According to an NCAA poll updated in March 2017, only two percent of college football players make the NFL. However, ESPN analyst Mike Golic claimed that 85 percent of college football players think they are going to make the league. Now, imagine all the 18-year-old students whose only career plan is to be the next Tom Brady. Imagine them not having to pursue a degree, but just playing their sport.

Maybe they end up in the 98 percent who don’t make it. Now they have two options: enroll back at a university to pursue a degree, or continue trying to make the league while bringing in little to no income. If they do enroll in school, all the athletic scholarships they received will likely be gone, and they will be severely in debt due to student loans.

Rosen will likely be in that one percent that makes it, so it would seem easy for him to say these statements knowing he will probably not use his economics degree after college. But what about a second-string player, or a star player who suffers a career-ending injury that puts him out of the sport? Their degree could be all they have to lean on. Athletes need a back-up plan, because their field of work is one of the most competitive there is.

To be honest, they are put in an ideal position to succeed. According to the NCAA’s website, in order to uphold collegiate eligibility at the Division 1 level, athletes must maintain at least a 2.0 GPA in required courses. It is not unreasonable to expect C-level work out of college athletes. In addition, there are so many tutoring services that guide them to the finish line. According to their website, Rosen’s school, UCLA, actually has a Peer Tutoring Program tailored towards athletes getting assistance from fellow students.

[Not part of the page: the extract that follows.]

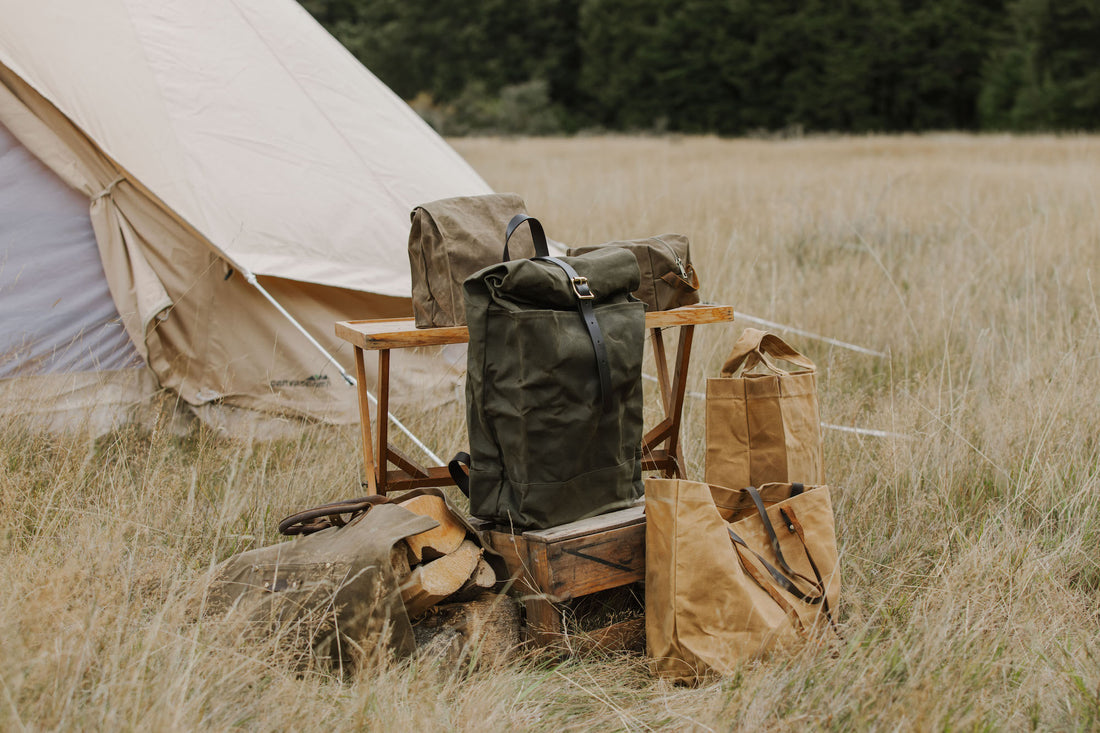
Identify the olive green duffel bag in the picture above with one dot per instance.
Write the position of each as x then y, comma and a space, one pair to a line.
553, 385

Also, many athletes come to school on huge scholarships, so if their dreams don’t pan out they will at least be debt-free. As a college student, those benefits sound amazing.

The main thing that bothers me about these statements is how entitled they sound. Does Rosen realize how much practice and energy goes into being in marching band, or maintaining a musical scholarship such as the orchestra? According to a study by Georgetown’s Center of Education, more than 70 percent of college students are working while enrolled, with about 25 percent working full-time. Maybe someone should tell Rosen this.

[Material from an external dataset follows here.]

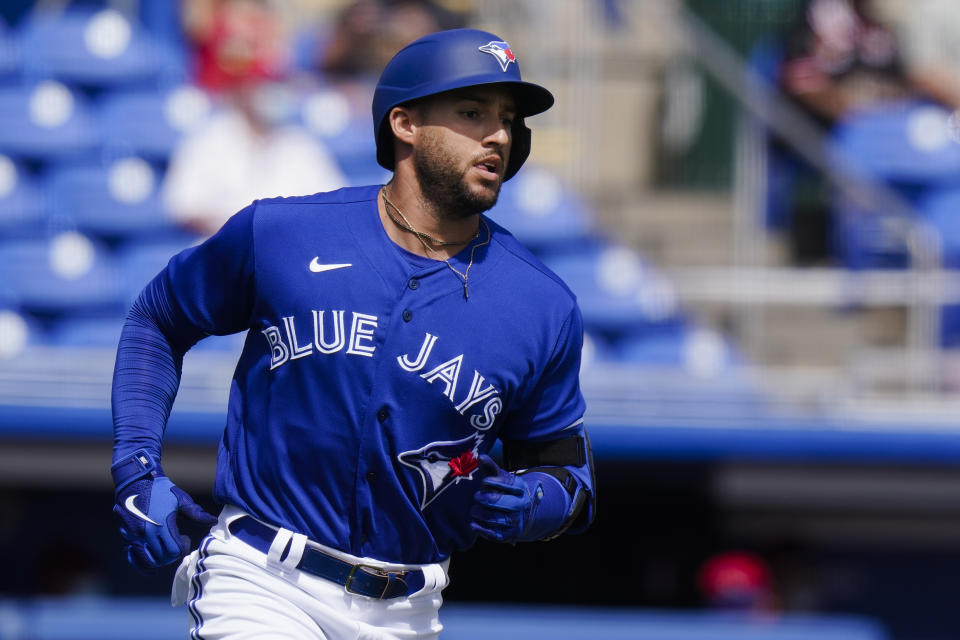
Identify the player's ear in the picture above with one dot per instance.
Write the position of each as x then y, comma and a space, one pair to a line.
404, 120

Athletes aren’t the only students who are stressed at juggling life’s responsibilities; most college students feel that way, but complain less.

I want athletes to be treated well. But Josh Rosen needs to realize that the term is college-athlete. If you want to just be an athlete, play arena football. Get the silver spoon out of your mouth and stop expecting colleges to abandon their rules and regulations so you have to do less work. Life is work, and that’s something we all need to accept at some point.